Now, of course, there are arguments for all these, but none of those arguments are consistent with a principle of absolute voluntaryism. They all boil down to decency and second order effects on society. I am actually not against these arguments on principle, but they tend to be made up by laymen with no actual empirical basis. For example, if school really did everything laymen claim it does, the system would probably be better than a more libertarian one. However, the layman claims about schooling don’t survive empirical auditing. It’s probably the same for most driving regulations and public decency laws.
Funny enough, the Final Dataset would provide enough power to definitively test a lot of these ideas. If we accept that violating voluntaryism is necessary in some cases, but is wrong when it’s not necessary, then it’s necessary to know what the cases are where it should be violated. The Final Dataset is the way to find this out, so it’s necessary to violate voluntaryism to collect it.
Nobody, then, who is not a strict libertarian, can object to the collection of the Final Dataset on consistent grounds. They can only do so on vibes — which they would certainly do. Because as we all hopefully know at this point, the layman does not engage in verbal ethical reasoning like this, they just follow vibes, which are mostly genetic instincts. These instincts, when really scrutinized, are probably what most would consider to be “bad” or “evil” when consciously assessing other people, and thus they must be hidden under weak assertions of untrue empirical propositions. But, they are so common that they dominate are law.
Likewise, these evil instincts do not want to be exposed to the light, and for that reason the collection of the Final Dataset would be opposed by the majority of people. And there is no arguing with instincts, at the end of the day.

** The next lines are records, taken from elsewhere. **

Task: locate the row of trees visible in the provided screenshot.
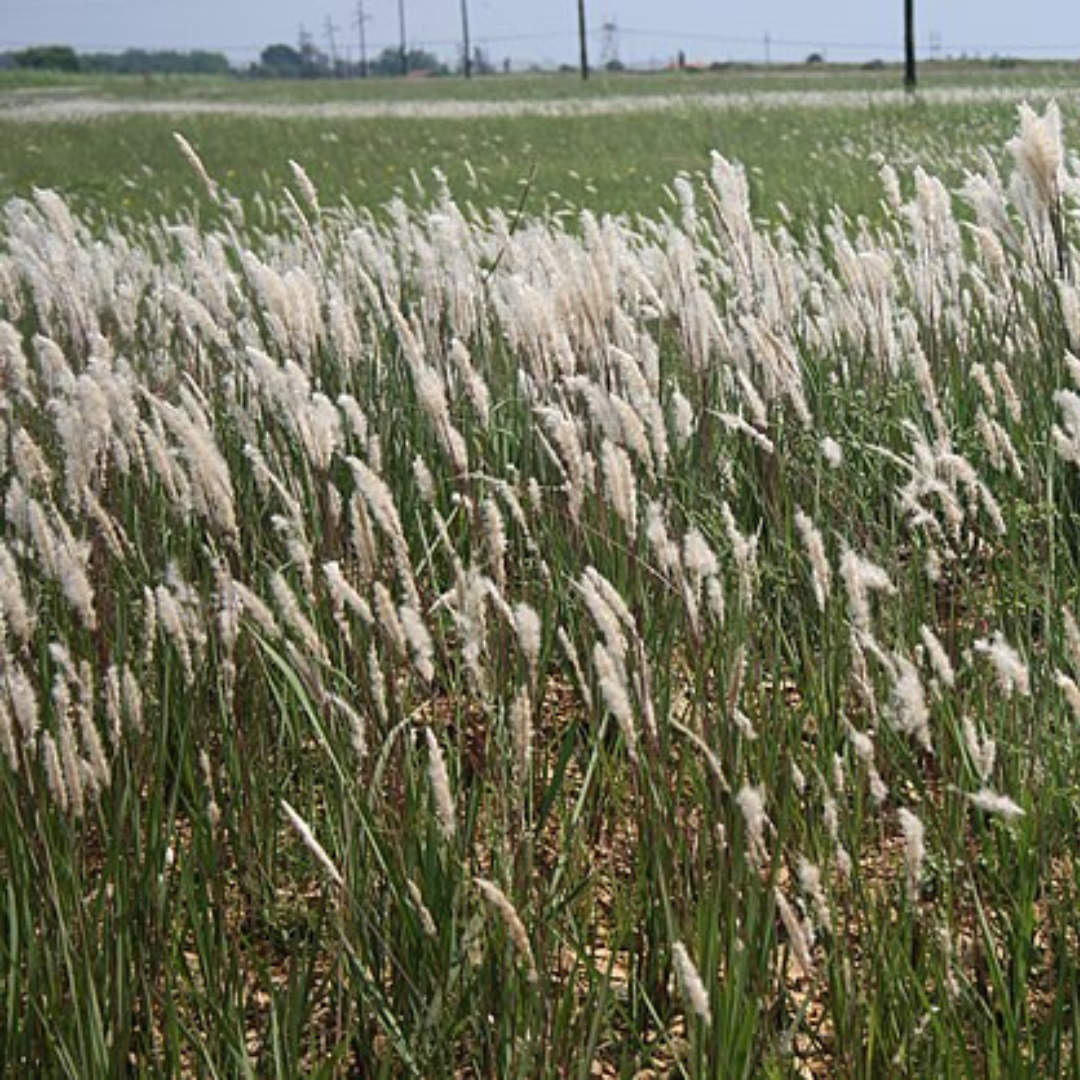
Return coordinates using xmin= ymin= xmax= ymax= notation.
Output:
xmin=3 ymin=45 xmax=230 ymax=75
xmin=255 ymin=43 xmax=454 ymax=79
xmin=0 ymin=43 xmax=498 ymax=79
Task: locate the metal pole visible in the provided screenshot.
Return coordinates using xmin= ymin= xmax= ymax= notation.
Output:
xmin=356 ymin=0 xmax=369 ymax=77
xmin=578 ymin=0 xmax=589 ymax=80
xmin=904 ymin=0 xmax=916 ymax=92
xmin=461 ymin=0 xmax=472 ymax=78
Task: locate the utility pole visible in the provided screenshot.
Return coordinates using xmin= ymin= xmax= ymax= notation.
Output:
xmin=577 ymin=0 xmax=589 ymax=80
xmin=354 ymin=0 xmax=370 ymax=77
xmin=324 ymin=16 xmax=340 ymax=75
xmin=764 ymin=30 xmax=771 ymax=66
xmin=904 ymin=0 xmax=916 ymax=92
xmin=461 ymin=0 xmax=472 ymax=78
xmin=398 ymin=0 xmax=409 ymax=76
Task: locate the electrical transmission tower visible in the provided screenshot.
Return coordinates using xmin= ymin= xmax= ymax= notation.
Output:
xmin=324 ymin=16 xmax=341 ymax=74
xmin=600 ymin=17 xmax=620 ymax=67
xmin=298 ymin=24 xmax=318 ymax=71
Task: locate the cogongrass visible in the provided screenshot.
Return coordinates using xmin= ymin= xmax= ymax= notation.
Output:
xmin=1 ymin=101 xmax=1079 ymax=1075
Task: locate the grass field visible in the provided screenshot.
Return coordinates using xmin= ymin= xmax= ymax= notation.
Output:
xmin=4 ymin=67 xmax=1080 ymax=1075
xmin=4 ymin=65 xmax=1080 ymax=220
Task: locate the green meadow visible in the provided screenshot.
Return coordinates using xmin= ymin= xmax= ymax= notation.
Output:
xmin=3 ymin=65 xmax=1079 ymax=220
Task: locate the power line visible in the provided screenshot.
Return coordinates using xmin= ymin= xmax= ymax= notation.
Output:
xmin=4 ymin=26 xmax=1080 ymax=61
xmin=617 ymin=25 xmax=1080 ymax=55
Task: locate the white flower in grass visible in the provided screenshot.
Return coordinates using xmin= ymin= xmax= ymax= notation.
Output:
xmin=683 ymin=527 xmax=718 ymax=583
xmin=1056 ymin=672 xmax=1080 ymax=723
xmin=600 ymin=440 xmax=638 ymax=538
xmin=1007 ymin=101 xmax=1064 ymax=212
xmin=475 ymin=878 xmax=538 ymax=984
xmin=288 ymin=159 xmax=320 ymax=216
xmin=399 ymin=603 xmax=435 ymax=683
xmin=672 ymin=941 xmax=712 ymax=1026
xmin=513 ymin=602 xmax=542 ymax=682
xmin=736 ymin=784 xmax=769 ymax=867
xmin=821 ymin=437 xmax=843 ymax=468
xmin=891 ymin=654 xmax=932 ymax=752
xmin=281 ymin=799 xmax=344 ymax=888
xmin=593 ymin=642 xmax=638 ymax=764
xmin=973 ymin=632 xmax=1029 ymax=698
xmin=775 ymin=888 xmax=814 ymax=977
xmin=897 ymin=808 xmax=926 ymax=902
xmin=794 ymin=509 xmax=831 ymax=610
xmin=967 ymin=789 xmax=1025 ymax=822
xmin=961 ymin=716 xmax=997 ymax=784
xmin=839 ymin=548 xmax=894 ymax=633
xmin=41 ymin=732 xmax=67 ymax=813
xmin=919 ymin=624 xmax=955 ymax=689
xmin=424 ymin=728 xmax=457 ymax=841
xmin=797 ymin=859 xmax=832 ymax=934
xmin=510 ymin=687 xmax=533 ymax=779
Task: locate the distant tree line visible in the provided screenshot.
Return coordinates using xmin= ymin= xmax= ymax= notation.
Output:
xmin=251 ymin=43 xmax=490 ymax=79
xmin=2 ymin=45 xmax=230 ymax=75
xmin=0 ymin=42 xmax=485 ymax=79
xmin=82 ymin=49 xmax=231 ymax=75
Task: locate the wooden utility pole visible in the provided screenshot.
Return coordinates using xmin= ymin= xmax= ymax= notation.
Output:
xmin=578 ymin=0 xmax=589 ymax=80
xmin=461 ymin=0 xmax=472 ymax=78
xmin=904 ymin=0 xmax=916 ymax=92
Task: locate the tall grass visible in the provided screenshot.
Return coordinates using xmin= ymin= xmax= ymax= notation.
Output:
xmin=2 ymin=101 xmax=1080 ymax=1075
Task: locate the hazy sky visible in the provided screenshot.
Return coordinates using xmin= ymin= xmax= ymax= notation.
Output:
xmin=2 ymin=0 xmax=1078 ymax=68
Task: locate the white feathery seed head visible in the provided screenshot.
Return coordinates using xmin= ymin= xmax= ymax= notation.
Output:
xmin=839 ymin=548 xmax=895 ymax=633
xmin=890 ymin=654 xmax=932 ymax=752
xmin=919 ymin=624 xmax=956 ymax=689
xmin=967 ymin=788 xmax=1025 ymax=822
xmin=513 ymin=601 xmax=543 ymax=682
xmin=774 ymin=887 xmax=814 ymax=976
xmin=671 ymin=941 xmax=712 ymax=1026
xmin=973 ymin=631 xmax=1030 ymax=698
xmin=475 ymin=877 xmax=538 ymax=984
xmin=794 ymin=508 xmax=831 ymax=610
xmin=424 ymin=727 xmax=457 ymax=840
xmin=281 ymin=799 xmax=344 ymax=888
xmin=736 ymin=784 xmax=769 ymax=866
xmin=897 ymin=807 xmax=926 ymax=903
xmin=510 ymin=686 xmax=533 ymax=778
xmin=820 ymin=436 xmax=843 ymax=468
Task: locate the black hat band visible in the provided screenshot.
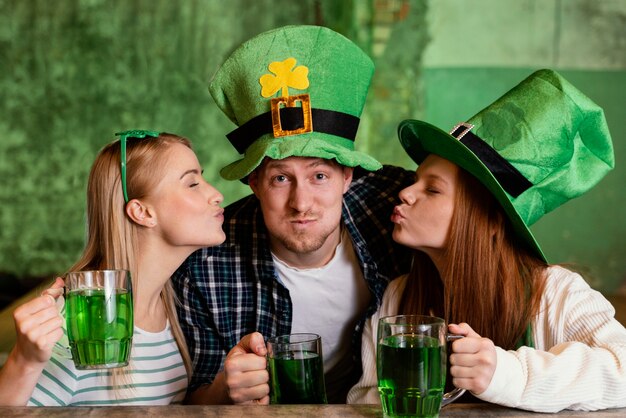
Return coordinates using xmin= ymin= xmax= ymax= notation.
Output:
xmin=227 ymin=107 xmax=360 ymax=155
xmin=451 ymin=124 xmax=533 ymax=198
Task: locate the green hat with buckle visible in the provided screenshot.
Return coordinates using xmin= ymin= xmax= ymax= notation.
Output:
xmin=398 ymin=69 xmax=614 ymax=261
xmin=209 ymin=25 xmax=382 ymax=181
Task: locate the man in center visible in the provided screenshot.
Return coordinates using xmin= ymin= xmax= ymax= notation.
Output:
xmin=173 ymin=25 xmax=413 ymax=404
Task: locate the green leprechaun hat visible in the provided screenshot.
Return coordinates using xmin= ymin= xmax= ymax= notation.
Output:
xmin=398 ymin=69 xmax=614 ymax=261
xmin=209 ymin=25 xmax=382 ymax=180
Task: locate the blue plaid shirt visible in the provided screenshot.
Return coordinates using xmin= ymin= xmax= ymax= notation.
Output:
xmin=172 ymin=165 xmax=414 ymax=398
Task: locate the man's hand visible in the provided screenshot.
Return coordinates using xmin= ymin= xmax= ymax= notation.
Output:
xmin=448 ymin=322 xmax=497 ymax=395
xmin=224 ymin=331 xmax=270 ymax=404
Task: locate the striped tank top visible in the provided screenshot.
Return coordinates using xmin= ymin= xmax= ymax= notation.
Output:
xmin=28 ymin=322 xmax=187 ymax=406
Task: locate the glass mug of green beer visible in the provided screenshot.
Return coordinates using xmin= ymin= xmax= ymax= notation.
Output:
xmin=267 ymin=333 xmax=327 ymax=404
xmin=377 ymin=315 xmax=465 ymax=418
xmin=65 ymin=270 xmax=133 ymax=369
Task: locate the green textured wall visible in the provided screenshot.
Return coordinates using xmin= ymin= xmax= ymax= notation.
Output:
xmin=0 ymin=0 xmax=624 ymax=301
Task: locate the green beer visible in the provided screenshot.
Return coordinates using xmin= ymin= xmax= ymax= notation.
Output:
xmin=378 ymin=334 xmax=445 ymax=418
xmin=66 ymin=288 xmax=133 ymax=369
xmin=269 ymin=350 xmax=327 ymax=404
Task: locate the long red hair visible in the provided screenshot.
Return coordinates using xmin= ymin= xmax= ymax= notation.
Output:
xmin=399 ymin=167 xmax=547 ymax=349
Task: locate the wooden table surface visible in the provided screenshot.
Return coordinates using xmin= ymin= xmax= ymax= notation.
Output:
xmin=1 ymin=404 xmax=624 ymax=417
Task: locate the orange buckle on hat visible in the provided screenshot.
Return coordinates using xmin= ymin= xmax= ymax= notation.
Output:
xmin=271 ymin=94 xmax=313 ymax=138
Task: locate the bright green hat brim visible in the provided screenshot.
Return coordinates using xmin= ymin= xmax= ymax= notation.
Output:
xmin=220 ymin=131 xmax=382 ymax=180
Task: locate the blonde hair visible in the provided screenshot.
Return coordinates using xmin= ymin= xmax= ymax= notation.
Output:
xmin=67 ymin=133 xmax=193 ymax=389
xmin=400 ymin=167 xmax=547 ymax=349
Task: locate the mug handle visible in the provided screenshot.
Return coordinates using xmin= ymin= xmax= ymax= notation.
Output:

This is why more realistic proposals will ultimately have to be followed, but what is life without dreaming?
What about starting with mandating that convicted felons do so?
Most states require convicted felons to give DNA samples. As far as I know, this is exclusively used for identification of DNA samples from crime scenes, but why not use the data to identify gene clusters that predispose persons to commit violent crime.
This overcomes civil liberties objections and gives us a very alerted sample size of people with the worst DNA. I guarantee that we will learn a great deal of actionable knowledge.
More carrots, less sticks. You need to give people some investment into the project beyond just a one off payment, e.g. subsidized access to health services developed using the database; ownership of a token airdropped to participants in it; etc. People will also have privacy concerns so you'll need to involve the zk specialists in its development.